Amazon.co.uk Review
Set it next to the similar Middle-East intrigue of
Syriana, and
Body of Lies is easy to follow, in fact, this movie's plot is amazingly straightforward for an espionage flick. Leonardo DiCaprio is the CIA agent on the ground, an Arabic-speaking chameleon who believes in forging personal relationships based on trust and professionalism. Russell Crowe is his supervisor, a meddler who makes up the rules as he goes along and is more than willing to trade long-term benefits for a short-term "win". While working on a case in Jordan, DiCaprio gets a modest flirtation going with a nurse (Golshifteh Farahani), although his most intense relationship is with a Jordanian intelligence chief (great role for Mark Strong) who takes a wary view of the CIA's activities.
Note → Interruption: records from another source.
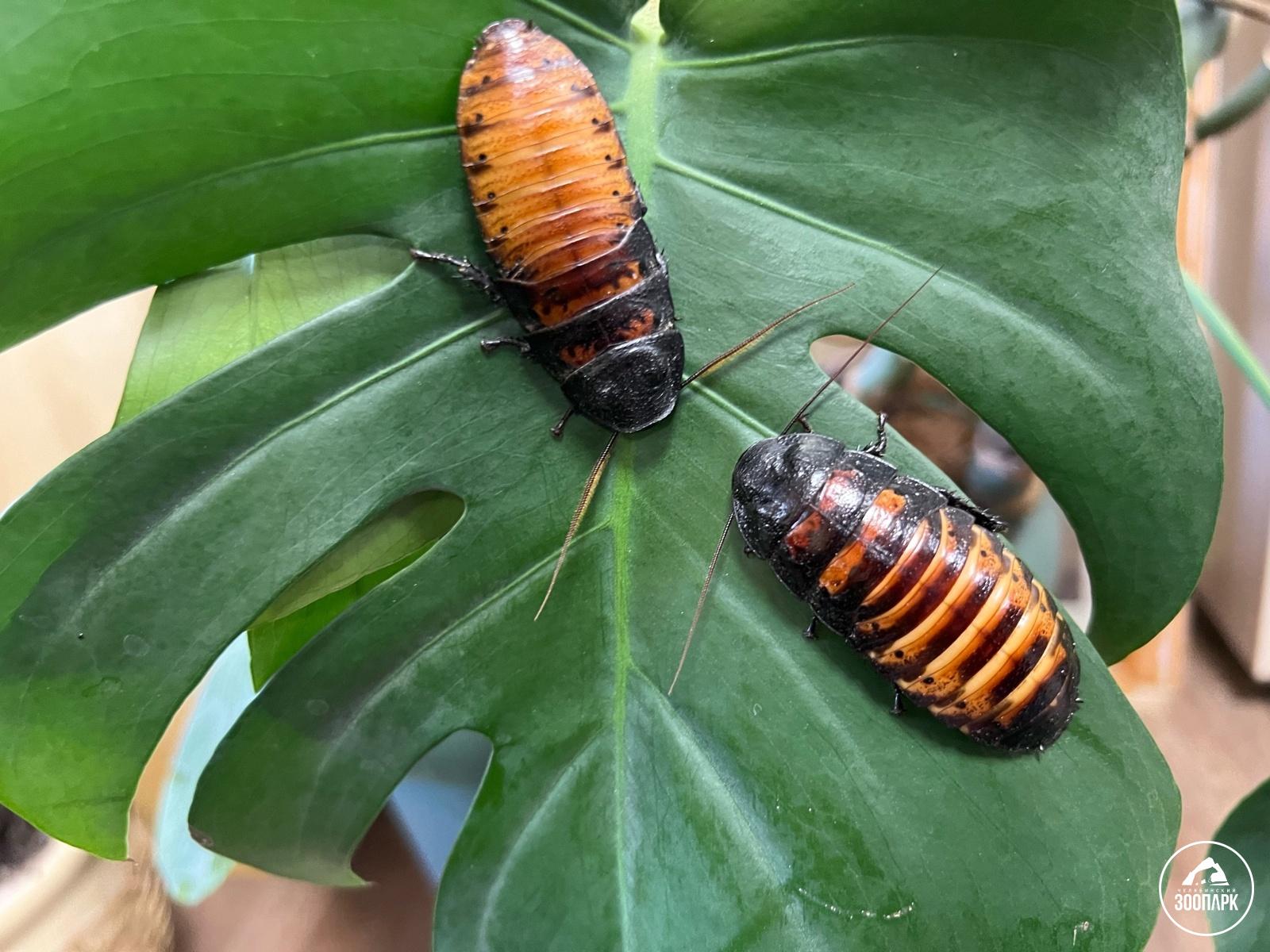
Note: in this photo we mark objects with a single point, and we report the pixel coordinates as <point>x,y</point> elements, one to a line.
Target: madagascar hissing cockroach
<point>914,578</point>
<point>563,221</point>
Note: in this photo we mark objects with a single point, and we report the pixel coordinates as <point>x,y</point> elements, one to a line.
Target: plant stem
<point>1231,340</point>
<point>1246,99</point>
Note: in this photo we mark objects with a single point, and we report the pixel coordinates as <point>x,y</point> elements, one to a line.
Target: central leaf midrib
<point>641,127</point>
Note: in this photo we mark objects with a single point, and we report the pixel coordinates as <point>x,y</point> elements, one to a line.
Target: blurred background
<point>1203,687</point>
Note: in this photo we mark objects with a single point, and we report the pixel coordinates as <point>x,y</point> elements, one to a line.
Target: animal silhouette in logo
<point>1217,877</point>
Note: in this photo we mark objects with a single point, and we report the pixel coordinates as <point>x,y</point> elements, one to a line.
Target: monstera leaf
<point>1248,831</point>
<point>784,149</point>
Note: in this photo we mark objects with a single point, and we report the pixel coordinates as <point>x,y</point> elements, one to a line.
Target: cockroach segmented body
<point>914,577</point>
<point>563,221</point>
<point>918,581</point>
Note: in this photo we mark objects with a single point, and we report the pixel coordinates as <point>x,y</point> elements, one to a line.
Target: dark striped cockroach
<point>914,577</point>
<point>563,222</point>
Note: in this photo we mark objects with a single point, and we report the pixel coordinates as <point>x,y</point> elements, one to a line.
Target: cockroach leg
<point>465,271</point>
<point>988,520</point>
<point>879,446</point>
<point>495,343</point>
<point>897,706</point>
<point>558,429</point>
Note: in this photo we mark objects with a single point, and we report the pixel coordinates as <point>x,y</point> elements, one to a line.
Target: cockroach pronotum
<point>563,221</point>
<point>914,577</point>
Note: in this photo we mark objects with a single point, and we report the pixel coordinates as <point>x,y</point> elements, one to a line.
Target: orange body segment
<point>546,171</point>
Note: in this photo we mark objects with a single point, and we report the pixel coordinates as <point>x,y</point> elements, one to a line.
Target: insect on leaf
<point>783,150</point>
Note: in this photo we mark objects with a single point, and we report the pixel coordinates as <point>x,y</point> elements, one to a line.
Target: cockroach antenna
<point>759,336</point>
<point>598,470</point>
<point>587,493</point>
<point>799,416</point>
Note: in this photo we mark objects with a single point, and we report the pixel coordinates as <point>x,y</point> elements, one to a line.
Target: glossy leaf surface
<point>783,150</point>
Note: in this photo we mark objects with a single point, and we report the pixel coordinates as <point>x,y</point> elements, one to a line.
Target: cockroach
<point>914,577</point>
<point>563,222</point>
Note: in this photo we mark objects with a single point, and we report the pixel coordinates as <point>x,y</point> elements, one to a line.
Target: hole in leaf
<point>366,558</point>
<point>432,803</point>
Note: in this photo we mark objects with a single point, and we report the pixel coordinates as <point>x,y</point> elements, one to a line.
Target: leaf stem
<point>1230,338</point>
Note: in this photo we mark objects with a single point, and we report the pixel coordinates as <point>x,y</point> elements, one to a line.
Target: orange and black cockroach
<point>563,222</point>
<point>914,577</point>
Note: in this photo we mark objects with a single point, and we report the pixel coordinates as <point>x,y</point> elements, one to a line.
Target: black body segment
<point>918,583</point>
<point>563,221</point>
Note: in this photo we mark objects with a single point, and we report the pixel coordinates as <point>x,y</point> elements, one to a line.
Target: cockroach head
<point>632,386</point>
<point>775,480</point>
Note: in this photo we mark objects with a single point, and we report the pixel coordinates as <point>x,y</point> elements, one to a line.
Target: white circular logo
<point>1206,879</point>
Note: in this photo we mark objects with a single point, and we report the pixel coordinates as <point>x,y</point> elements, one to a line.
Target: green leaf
<point>775,804</point>
<point>394,539</point>
<point>198,324</point>
<point>1248,831</point>
<point>275,641</point>
<point>190,873</point>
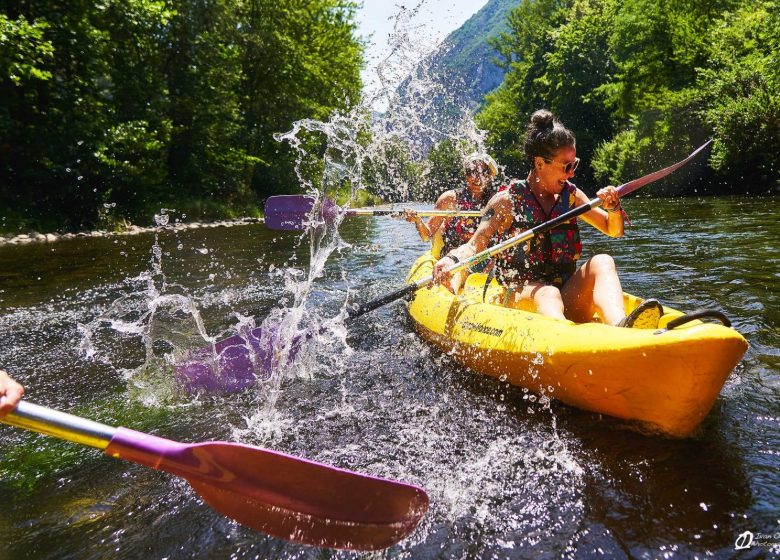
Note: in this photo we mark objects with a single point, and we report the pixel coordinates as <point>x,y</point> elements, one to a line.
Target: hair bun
<point>542,119</point>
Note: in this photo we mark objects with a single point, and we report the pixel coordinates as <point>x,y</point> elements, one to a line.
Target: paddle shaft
<point>421,213</point>
<point>623,190</point>
<point>61,425</point>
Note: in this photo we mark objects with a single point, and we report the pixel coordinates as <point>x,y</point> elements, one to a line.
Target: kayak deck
<point>667,380</point>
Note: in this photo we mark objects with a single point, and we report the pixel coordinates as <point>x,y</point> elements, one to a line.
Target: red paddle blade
<point>282,495</point>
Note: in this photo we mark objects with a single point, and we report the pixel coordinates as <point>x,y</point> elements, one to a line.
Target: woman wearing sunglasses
<point>541,274</point>
<point>480,169</point>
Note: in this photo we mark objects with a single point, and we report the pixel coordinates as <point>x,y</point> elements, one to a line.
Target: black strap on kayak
<point>700,314</point>
<point>491,273</point>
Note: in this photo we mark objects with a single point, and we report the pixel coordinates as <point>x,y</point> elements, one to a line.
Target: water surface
<point>508,476</point>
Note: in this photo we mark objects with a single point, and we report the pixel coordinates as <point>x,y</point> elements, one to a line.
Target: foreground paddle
<point>236,363</point>
<point>294,212</point>
<point>284,496</point>
<point>482,256</point>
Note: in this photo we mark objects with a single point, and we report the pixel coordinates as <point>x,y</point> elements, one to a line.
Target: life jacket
<point>549,257</point>
<point>458,231</point>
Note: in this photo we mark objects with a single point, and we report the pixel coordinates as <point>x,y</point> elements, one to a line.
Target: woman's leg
<point>543,299</point>
<point>594,288</point>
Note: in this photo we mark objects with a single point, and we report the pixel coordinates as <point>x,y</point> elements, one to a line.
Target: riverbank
<point>36,237</point>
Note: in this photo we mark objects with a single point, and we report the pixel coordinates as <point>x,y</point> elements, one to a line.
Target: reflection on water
<point>507,477</point>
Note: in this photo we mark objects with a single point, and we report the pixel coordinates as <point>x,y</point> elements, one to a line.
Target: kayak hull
<point>665,380</point>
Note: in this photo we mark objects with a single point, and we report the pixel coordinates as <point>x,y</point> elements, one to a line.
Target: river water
<point>508,476</point>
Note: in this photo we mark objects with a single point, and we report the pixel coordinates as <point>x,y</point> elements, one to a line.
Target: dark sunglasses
<point>478,171</point>
<point>568,167</point>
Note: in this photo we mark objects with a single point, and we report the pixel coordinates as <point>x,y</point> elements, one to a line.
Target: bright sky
<point>438,18</point>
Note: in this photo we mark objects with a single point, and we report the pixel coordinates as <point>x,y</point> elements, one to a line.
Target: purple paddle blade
<point>283,495</point>
<point>294,212</point>
<point>288,212</point>
<point>237,362</point>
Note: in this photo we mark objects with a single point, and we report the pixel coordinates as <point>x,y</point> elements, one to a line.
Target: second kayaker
<point>480,171</point>
<point>541,274</point>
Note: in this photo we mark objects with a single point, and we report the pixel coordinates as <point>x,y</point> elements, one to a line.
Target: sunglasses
<point>568,167</point>
<point>481,171</point>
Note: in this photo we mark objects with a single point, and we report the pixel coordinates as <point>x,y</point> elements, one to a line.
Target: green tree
<point>739,93</point>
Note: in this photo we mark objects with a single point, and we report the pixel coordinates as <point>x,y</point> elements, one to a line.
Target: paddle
<point>284,496</point>
<point>236,362</point>
<point>482,256</point>
<point>294,212</point>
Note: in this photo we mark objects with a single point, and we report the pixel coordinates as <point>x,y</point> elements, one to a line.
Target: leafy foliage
<point>643,81</point>
<point>124,106</point>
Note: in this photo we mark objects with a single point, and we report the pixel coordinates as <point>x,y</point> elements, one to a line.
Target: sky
<point>438,18</point>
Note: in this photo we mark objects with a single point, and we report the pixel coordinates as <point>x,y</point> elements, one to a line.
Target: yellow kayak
<point>666,380</point>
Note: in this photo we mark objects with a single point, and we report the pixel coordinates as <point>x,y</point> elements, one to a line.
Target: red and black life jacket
<point>458,231</point>
<point>549,257</point>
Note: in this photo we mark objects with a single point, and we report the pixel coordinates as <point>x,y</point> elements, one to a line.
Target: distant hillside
<point>465,58</point>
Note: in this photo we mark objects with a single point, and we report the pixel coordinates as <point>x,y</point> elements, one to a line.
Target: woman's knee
<point>602,263</point>
<point>548,295</point>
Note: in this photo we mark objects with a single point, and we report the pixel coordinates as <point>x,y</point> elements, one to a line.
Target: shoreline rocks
<point>35,237</point>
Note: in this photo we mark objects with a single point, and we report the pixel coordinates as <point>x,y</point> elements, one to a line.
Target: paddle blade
<point>237,362</point>
<point>288,212</point>
<point>285,496</point>
<point>294,212</point>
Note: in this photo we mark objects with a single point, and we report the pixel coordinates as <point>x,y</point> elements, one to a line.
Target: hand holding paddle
<point>282,495</point>
<point>294,212</point>
<point>10,393</point>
Ridley Scott directs as though weary of all the fuss, and his merriment in Crowe's breezy sociopath gives the movie a rather strange aftertaste. It gets the job done, although after it's over you might find yourself craving the head-scratching complications of
Syriana. --
Robert Horton
DVD Description
Roger Ferris (Leonardo DiCaprio) is the best man US intelligence has on the ground, in places where human life is worth no more than the information it can get you. In operations that take him around the globe, Ferris' next breath often depends on the voice at the end of a secure phone-line - CIA veteran Ed Hoffman (Russell Crowe).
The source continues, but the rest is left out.